The two EC2 instances (both in London) were receiving responses from the same CloudFront edge node (LHR3-C1), whereas the other public non-EC2 instance was receiving the request from another edge node (LHR61-C2). And this is what was happening every single day when the test was run. The SpeedCurve instance was hitting the same edge node which had the poisoned cache, hence the reason why the graph was constantly showing the issue. Same Chrome browser, same EC2 instance every day with the same poisoned cache (with long-lived cache headers max-age=315360000, immutable) is going to show the same issue (unless the CDN cache is cleared).

Re-examining the waterfall

Now that we have a bit more of an idea about what is going on, lets re-examine the original waterfall to pinpoint what is happening:

Annotated waterfall, with exactly what is happening (see following paragraph)
  1. First the WOFF2 font files are requested by the browser after a new TCP connection is established
  2. A very thin slither of data is received (most likely the headers)
  3. The browser immediately cancels the request as there are no required CORS headers. This explains the ‘empty space’ between the data.
  4. The browser immediately requests the next fonts in the @font-face declaration (requests 8 & 9)
  5. The browser still receives chunks of WOFF2 data because this data was already in transit over the network or sitting in one of many buffers along the way.

It never ceases to amaze me the amount of information you can get from a waterfall chart once you know what to look for!

Solution

Well after all the discussion above the actual solution is very simple (in theory).
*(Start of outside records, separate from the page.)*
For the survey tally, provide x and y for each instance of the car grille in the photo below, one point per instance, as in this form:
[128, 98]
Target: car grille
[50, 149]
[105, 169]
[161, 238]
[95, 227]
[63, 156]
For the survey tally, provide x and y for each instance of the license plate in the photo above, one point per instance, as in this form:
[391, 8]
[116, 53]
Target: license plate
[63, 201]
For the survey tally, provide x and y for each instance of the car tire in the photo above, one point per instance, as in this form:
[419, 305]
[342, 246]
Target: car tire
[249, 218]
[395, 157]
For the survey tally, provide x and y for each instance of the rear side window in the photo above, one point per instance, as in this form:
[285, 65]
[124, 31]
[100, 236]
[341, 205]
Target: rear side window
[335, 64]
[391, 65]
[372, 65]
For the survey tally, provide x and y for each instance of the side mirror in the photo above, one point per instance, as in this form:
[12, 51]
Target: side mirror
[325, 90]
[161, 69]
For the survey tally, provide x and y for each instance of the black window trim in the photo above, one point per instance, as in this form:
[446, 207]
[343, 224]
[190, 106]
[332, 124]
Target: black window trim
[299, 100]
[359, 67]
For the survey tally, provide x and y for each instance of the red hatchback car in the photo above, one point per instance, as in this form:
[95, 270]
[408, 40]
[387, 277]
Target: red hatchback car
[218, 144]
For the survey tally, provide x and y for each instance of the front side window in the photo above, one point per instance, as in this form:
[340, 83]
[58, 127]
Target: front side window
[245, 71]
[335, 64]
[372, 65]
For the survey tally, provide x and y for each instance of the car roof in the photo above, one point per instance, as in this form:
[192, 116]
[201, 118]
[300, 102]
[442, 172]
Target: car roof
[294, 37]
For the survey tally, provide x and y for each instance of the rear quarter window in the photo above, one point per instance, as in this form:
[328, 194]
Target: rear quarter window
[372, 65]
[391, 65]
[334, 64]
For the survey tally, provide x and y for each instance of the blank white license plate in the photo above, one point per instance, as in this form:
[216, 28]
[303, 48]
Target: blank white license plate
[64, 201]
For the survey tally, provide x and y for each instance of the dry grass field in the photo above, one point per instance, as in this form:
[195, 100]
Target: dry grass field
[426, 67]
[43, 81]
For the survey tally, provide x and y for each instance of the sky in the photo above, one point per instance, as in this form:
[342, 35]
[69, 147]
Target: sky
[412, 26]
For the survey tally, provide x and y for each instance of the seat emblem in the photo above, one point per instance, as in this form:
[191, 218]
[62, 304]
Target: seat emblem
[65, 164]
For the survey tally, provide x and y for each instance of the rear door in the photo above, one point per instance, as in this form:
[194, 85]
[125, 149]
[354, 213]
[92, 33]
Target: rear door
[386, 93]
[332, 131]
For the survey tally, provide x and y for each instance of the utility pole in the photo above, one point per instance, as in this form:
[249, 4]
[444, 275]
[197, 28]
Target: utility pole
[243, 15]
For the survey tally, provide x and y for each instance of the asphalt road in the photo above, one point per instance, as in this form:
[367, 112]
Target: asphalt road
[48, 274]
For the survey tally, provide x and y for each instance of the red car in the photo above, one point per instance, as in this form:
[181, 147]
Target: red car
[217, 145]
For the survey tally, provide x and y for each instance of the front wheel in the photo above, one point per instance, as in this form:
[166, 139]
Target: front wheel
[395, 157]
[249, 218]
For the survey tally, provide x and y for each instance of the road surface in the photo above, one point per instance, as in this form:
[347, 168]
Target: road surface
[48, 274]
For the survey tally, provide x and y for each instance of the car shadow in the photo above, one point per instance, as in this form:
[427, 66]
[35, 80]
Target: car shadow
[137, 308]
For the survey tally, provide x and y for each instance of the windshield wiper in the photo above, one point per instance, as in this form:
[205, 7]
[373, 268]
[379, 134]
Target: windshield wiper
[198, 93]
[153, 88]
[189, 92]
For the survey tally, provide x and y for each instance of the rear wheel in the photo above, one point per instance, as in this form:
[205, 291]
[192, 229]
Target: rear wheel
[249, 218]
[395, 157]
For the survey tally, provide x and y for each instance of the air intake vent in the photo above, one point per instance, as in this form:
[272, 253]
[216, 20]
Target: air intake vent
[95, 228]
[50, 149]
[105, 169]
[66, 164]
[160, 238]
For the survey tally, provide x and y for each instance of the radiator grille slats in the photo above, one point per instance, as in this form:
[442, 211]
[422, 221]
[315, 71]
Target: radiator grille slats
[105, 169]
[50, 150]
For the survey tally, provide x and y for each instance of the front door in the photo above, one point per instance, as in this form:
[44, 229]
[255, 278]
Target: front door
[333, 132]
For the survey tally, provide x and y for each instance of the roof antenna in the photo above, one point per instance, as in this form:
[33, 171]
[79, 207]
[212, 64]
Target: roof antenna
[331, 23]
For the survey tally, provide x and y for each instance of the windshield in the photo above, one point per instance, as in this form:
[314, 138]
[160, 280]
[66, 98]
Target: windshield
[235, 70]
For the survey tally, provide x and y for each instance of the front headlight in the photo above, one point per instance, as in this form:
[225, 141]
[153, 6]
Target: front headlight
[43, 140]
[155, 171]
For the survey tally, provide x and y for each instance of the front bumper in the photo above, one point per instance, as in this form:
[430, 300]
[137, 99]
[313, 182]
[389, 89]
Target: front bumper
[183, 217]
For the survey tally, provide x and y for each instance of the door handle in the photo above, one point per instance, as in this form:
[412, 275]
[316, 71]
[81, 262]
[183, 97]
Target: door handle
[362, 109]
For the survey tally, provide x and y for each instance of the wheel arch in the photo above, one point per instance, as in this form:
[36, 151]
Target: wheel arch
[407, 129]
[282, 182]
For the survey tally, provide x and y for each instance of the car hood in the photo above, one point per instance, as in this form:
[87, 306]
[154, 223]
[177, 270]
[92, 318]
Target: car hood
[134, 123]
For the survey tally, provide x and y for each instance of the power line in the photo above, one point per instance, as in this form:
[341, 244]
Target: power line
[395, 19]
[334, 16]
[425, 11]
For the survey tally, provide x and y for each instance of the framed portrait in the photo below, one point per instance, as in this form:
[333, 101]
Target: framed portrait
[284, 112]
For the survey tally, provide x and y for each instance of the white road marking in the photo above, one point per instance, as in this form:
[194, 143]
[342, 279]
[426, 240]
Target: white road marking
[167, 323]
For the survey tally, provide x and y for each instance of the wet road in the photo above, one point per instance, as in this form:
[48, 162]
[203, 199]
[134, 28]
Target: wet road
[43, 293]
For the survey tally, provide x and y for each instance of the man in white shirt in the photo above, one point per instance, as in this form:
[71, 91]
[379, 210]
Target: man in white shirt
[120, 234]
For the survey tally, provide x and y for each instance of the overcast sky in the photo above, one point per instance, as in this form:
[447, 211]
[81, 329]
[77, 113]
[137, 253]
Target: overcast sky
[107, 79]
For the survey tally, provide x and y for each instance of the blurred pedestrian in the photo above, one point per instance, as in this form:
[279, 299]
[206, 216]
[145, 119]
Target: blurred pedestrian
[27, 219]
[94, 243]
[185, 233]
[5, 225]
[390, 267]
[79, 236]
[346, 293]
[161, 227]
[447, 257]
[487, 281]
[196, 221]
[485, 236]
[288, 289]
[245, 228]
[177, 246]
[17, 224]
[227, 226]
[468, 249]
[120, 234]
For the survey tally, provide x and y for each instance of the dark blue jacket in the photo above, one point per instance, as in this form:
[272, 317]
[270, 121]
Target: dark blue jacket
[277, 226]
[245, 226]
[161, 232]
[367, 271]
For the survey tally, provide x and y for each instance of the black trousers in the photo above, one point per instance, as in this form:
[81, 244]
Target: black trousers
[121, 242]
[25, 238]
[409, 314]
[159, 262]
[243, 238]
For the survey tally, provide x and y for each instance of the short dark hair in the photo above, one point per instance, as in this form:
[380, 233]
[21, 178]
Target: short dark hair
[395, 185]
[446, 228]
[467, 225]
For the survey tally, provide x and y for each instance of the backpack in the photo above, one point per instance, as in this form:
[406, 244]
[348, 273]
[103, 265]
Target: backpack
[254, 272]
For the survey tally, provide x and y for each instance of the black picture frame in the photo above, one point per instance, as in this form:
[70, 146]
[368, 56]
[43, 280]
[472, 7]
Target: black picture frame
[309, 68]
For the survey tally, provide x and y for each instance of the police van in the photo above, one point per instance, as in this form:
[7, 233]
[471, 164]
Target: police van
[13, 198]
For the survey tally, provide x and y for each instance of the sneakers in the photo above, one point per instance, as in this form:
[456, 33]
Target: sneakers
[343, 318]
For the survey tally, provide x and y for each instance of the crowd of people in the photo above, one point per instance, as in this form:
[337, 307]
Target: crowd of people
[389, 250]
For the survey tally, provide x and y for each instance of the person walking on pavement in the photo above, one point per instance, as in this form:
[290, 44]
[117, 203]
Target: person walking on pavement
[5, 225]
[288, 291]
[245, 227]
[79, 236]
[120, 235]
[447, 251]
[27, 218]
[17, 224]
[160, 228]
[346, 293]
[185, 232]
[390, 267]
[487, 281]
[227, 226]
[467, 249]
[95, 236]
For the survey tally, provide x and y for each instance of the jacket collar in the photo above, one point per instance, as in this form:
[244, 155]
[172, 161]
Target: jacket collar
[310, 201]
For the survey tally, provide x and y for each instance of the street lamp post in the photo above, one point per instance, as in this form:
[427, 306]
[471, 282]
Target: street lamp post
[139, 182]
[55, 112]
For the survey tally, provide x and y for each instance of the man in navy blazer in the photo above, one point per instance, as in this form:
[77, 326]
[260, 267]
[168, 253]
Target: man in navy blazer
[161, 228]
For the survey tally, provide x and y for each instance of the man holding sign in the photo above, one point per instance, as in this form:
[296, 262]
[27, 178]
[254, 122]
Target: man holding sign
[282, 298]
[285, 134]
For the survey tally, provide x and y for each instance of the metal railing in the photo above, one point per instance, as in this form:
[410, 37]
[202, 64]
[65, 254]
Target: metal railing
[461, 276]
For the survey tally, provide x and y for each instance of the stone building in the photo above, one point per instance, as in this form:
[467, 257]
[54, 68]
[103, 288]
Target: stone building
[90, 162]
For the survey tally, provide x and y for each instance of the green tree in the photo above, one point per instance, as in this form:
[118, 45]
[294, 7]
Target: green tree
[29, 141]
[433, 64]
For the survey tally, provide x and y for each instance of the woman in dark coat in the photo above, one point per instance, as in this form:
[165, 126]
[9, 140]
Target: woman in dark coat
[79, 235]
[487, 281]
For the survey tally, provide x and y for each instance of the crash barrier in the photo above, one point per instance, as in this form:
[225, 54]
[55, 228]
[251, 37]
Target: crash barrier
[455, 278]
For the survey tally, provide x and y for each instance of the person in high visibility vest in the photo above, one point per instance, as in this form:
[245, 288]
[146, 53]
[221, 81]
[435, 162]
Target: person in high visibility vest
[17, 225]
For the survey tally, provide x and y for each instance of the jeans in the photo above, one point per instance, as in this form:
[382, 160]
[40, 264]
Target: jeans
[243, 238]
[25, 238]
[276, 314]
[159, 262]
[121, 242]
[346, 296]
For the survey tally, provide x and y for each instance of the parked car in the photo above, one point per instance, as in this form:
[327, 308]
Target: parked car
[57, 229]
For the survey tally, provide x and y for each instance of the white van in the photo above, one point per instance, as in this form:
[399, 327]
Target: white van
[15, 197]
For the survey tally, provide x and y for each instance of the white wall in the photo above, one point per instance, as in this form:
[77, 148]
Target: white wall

Add vary: Origin to the response for the web fonts and purge CloudFront cache on every node. Unfortunately it’s not always that simple. Looking at the CloudFront documentation on how it handles vary headers, they have specific rules around what is automatically removed. But it is still possible. Once merged and deployed the issue was fixed:

The Notify font size doubled overnight without warning. With the fix deployed and the cache cleared it drops right back down.

Now admittedly this isn’t the most exciting graph ever, but it does show that it immediately fixed the issue, bringing the number of font requests and the total font size down to the correct value after being stuck there for a number of months. And from all the discussion above, this should now have solved the issue for good. No more random CORS errors for Chrome users and potential wasted bytes on fonts that couldn’t actually be used.

Learnings

So there are a couple of learnings here:

  1. Make sure you setup monitoring and alerting for your website across a number of different browser configurations. Without SpeedCurve graphs to inspect and investigate, we would still be trying to reproduce the random CORS error in the browser.
  2. When making a CORS request for fonts, make sure the vary: Origin header is set.

On point 2, it is worth mentioning that this issue is such a common occurrence it is specifically mentioned in the Fetch specification.

Conclusion

Well that was a lot of investigation work for such a small change, but it just goes to show how difficult it is to debug and fix unknown unknowns. Without fully understanding the detailed ins and outs of caching on a CDN, and how CORS requests for fonts are handled within Chrome, how would a developer ever know that simply adding the vary: Origin header will solve this random error message that occasionally pops up in the browser console.


Post changelog:

  • 12/08/20: Initial post published. Thank you to the GOV.UK Notify team developers (Chris, Tom, and David) for their time investigating this issue with me and rolling out the fix. Big thank you to Gaël Métais for spotting the original issue, and Barry Pollard and Andy Davies for answering lots of my questions!
  • 13/08/20: Fix a mistake I made around the ACAO header not accepting a wildcard for fonts. Thanks to Eric Lawrence for flagging!